The San Francisco company that popularized the term "sharing economy" has turned yet another form of sharing -- that of the old-fashioned shared dinner -- into a massively profitable business venture.
According to Reuters, Airbnb just launched a new pilot program that allows users to host dinner parties for paying guests.
The idea isn't new -- such websites as Eat With, Supperking, and Feastly pioneered the "Airbnb for dinner" model back in 2012 -- but Airbnb has a decent shot at monopolizing it. The company is now an international home-rental kingpin, worth $10 billion.

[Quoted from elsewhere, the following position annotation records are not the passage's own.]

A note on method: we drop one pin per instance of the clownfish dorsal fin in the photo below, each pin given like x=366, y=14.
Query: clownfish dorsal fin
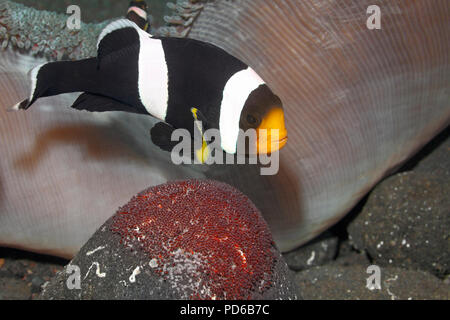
x=117, y=40
x=93, y=102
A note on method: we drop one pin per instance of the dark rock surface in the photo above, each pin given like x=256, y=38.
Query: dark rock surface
x=317, y=252
x=349, y=283
x=406, y=223
x=122, y=265
x=22, y=274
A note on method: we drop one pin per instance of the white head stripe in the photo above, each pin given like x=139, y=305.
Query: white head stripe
x=140, y=12
x=235, y=94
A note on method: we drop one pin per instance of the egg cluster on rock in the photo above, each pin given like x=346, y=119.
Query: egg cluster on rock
x=181, y=240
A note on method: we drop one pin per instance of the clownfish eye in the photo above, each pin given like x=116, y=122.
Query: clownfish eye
x=252, y=120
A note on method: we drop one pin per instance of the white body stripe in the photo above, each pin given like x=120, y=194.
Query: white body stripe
x=33, y=76
x=235, y=94
x=153, y=76
x=140, y=12
x=152, y=68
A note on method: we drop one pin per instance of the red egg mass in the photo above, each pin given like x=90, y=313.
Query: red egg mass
x=205, y=238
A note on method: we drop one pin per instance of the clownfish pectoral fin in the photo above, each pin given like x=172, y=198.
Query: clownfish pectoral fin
x=161, y=134
x=93, y=102
x=202, y=153
x=120, y=39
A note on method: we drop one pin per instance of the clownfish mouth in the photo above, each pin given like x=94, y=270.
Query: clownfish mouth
x=272, y=133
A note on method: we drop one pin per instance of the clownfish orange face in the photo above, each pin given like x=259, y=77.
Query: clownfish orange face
x=263, y=112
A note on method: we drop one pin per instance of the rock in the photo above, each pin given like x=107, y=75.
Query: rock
x=406, y=223
x=14, y=289
x=315, y=253
x=349, y=257
x=180, y=240
x=349, y=283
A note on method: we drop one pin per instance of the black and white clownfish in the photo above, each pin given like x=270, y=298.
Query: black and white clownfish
x=137, y=12
x=175, y=80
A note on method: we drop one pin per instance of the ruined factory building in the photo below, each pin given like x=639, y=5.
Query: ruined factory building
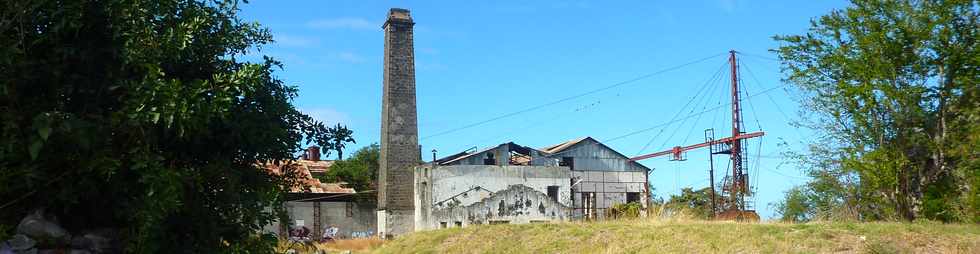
x=315, y=207
x=510, y=183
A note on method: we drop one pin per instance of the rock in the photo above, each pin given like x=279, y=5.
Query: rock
x=20, y=243
x=41, y=229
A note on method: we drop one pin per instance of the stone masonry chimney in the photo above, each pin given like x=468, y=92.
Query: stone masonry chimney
x=399, y=128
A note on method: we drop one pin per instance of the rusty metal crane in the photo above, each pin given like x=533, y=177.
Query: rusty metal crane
x=736, y=185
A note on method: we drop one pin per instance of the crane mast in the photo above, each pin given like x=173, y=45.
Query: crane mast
x=736, y=184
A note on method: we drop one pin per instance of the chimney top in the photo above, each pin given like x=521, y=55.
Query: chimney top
x=313, y=153
x=398, y=16
x=399, y=13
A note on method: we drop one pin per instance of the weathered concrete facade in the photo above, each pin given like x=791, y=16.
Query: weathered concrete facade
x=399, y=127
x=510, y=183
x=603, y=177
x=462, y=195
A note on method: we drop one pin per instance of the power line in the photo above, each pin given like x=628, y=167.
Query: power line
x=571, y=97
x=687, y=117
x=703, y=87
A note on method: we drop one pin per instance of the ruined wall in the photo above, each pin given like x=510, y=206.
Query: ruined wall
x=516, y=204
x=399, y=127
x=609, y=187
x=465, y=194
x=353, y=219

Granted, each new hospitality foray presents its own risks, particularly at a time when Airbnb is under fire from the city attorney and various hotel industry players. The San Francisco Department of Public Health has yet to comment on how, or even whether, it will regulate Airbnb's shared dinner service, but it's expressed strong reservations about similarly themed platforms, such as the now-forgotten LeftoverSwap app.
That said, city agencies have a reputation for letting Airbnb and other startups off the hook. As we've reported, the Planning Department could cite just about Airbnb host in San Francisco for violating the city's 30-day minimum rental term -- but it doesn't. Instead, the company has become a major city figurehead, sponsoring this year's Gay Pride parade and earning commendations from Mayor Ed Lee.
That bodes well for its new dinner pilot, if not for the future of shared dinners.
Airbnb has yet to comment.
Update: Richard Lee, who directs food safety programs for the San Francisco Department of Public Health, says it's "completely illegal" for individual Airbnb hosts to act as commercial food service operators without a permit. If health department officials found out an Airbnb user was hawking dinner at a specific address, he says, they could cite that user up to $3,000 -- three times the annual permit fee for opening a restaurant.
Granted, San Francisco's health department doesn't have the resources to conduct undercover investigations, so Airbnb might get off the hook. Or, more likely, individual users will bear all the risk for operating an illegal business, while the platform itself goes unchallenged. That's what's happening with Airbnb landlords, after all.